Back to Corona Chronicle posted on WhatsApp by a colleague at the end of March. This Alfayo guy has adhered to the coronavirus curfew ‘albeit nonchalantly’. “Alfayo is always home lounging on the chair like a python that has swallowed an elephant.” He became a thorn in the flesh of his wife only a week into the curfew. What will happen when he retires from employment?

To sum it all, the wife concludes that “since the government directed that parents take care of their children, I feel it is high time I called his mother to come and pick him and take care of him. Alfayo is his mother’s child not mine. I cannot take care of someone’s child when my own are around. Kila mtu akae na mama yake. Men should not mistake their wives for their mothers. Did I say? ” she observed.

Men! note carefully, where will our mothers be at retirement?

Yes, if  Nyeri men can only lounge on the chair like pythons that have swallowed elephants, then the clobbering is not yet over. Our fathers canned us to instill discipline. If the consolation from our mothers’ is all we can long for, at the age of forty and above, then it is very unfortunate. They are no longer anywhere to be found.

Someone said, when people reach senility, they retrieve their infancy tendencies. Wetting the bed, watching cartoons, memory lapses, craving for delicacies name them!, Who will babysit men since their mothers will have certainly passed on?

The elderly, today, are receiving Cash Transfers from Inua Jamii, but these are over 70 years yet retirement age is 60 and who knows whether the programme will still be running by the time of our retirement.

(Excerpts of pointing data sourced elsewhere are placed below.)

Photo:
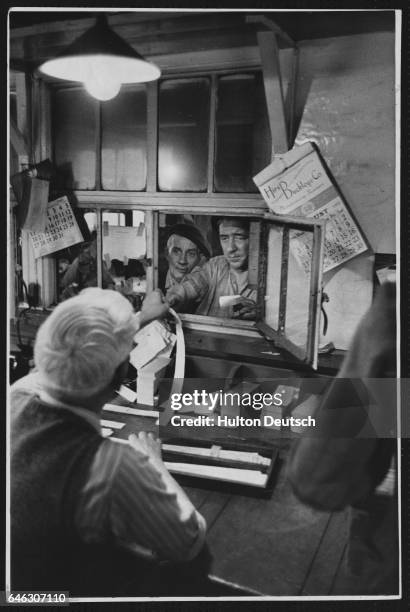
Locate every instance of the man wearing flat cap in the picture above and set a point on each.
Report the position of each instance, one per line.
(186, 252)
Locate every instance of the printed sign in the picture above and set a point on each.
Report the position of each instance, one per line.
(296, 183)
(61, 229)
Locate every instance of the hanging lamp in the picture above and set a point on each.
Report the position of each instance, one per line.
(102, 61)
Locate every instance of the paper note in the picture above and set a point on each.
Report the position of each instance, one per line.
(151, 340)
(120, 242)
(112, 424)
(238, 475)
(297, 183)
(61, 229)
(127, 394)
(133, 411)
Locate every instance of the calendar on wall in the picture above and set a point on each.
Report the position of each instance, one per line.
(298, 184)
(61, 229)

Be wise. We can only be babysat by our savings. This will enable us to pay for a home for the elderly or at least employ a nanny. We should not retire expecting our spouses to babysit us.

When our fathers pass on and we soon forget to visit their tombs or even sell off the piece of land where they were buried, simply to rid ourselves off the canning memories, then the clobbering begins.

A curse from ones parents is lethal. Your spouse has no sentimental attachment to your father and neither will she cane you to instill discipline. Once the romance is over, she will clobber, dismember or even kill you to rid herself off the burden of babysitting someone after menopause. Unless she is God fearing off course.

Coronavirus will certainly come to an end but the survivors should have learnt a thing or two because retirement will only end at the grave. We would be the dupes, if we insist on believing that coronavirus is only a curse to humanity. There is always two sides to a coin.